To use the skill, you have to practice focusing your awareness on the here and the now, because the present moment is usually a pretty peaceful place. By comparison, the mind bounces around a lot, and it can get really chaotic in there, and that’s what contributes to tension and anxiety. As I often say, where the ‘horse’ that is your mind goes, the ‘cart’ that is your body will follow. So, if your mind is running all over the place thinking of a million horrible things, then that’s how you’re going to feel: horrible.
Don’t get me wrong, the fact that your mind does this isn’t a bad thing. It’s actually really helpful and a very normal function that keeps us alive. Think about it. You avoid potentially dangerous situations every single day of your life because your mind very quickly imagines everything that could go wrong and then moves you to avoid those harms in real time.
Part of the problem is that it happens SO automatically that most of the time it’s outside of our conscious awareness, and when we lose track of that, when we don’t notice that we’re actually worrying, then the body just keeps feeling anxious.
So, here’s the skill: See if you can practice exercising your paying attention muscles. Wherever you are, start by taking a single, full breathe to centre yourself, and see if you can keep your attention focused on that one breath all the way from start to finish.
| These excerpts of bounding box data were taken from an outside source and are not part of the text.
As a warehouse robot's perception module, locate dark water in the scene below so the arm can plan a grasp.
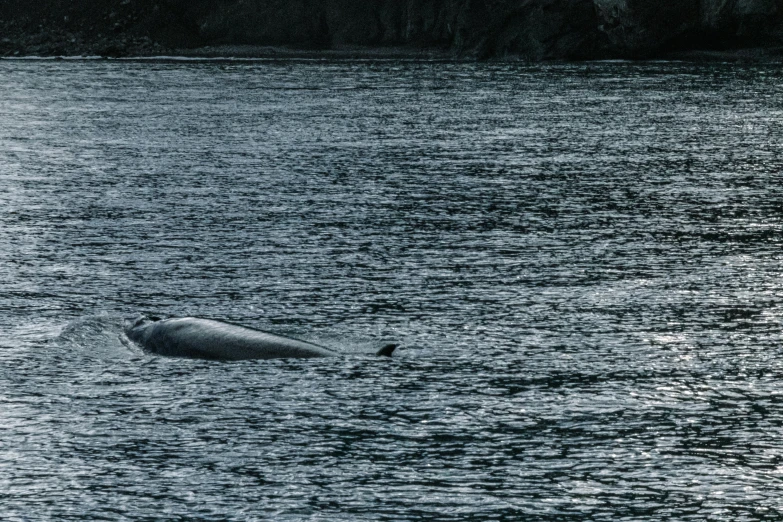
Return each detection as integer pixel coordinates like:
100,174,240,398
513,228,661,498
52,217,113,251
0,61,783,521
Very quickly, you’ll notice that your mind wanders away to other things. That’s okay. It’s just what the mind does naturally. But start to practice noticing what the mind went off to, and then bring it back to the breath. Keep doing this, just for 2-3 minutes — longer, if you like — and see if you can begin to develop your skill at being calmly aware instead of just being along for the ride.
You’ll probably notice just how much we get caught up in our thinking and completely lose sight of what’s actually happening in the real world. Even when your mind goes off to scary things and your body reacts by getting tense and stressed, if you pause that process for a second, you’ll build your skills at realizing that everything is still okay. You’re still breathing, the world is still spinning, your family is probably just as well as it was before and, you’re still coping.
Take 2 or 3 minutes to practice this skill a few times each day. It can really help you to develop the part of your brain that is always a calm observer. We’re all going to need that in the coming weeks.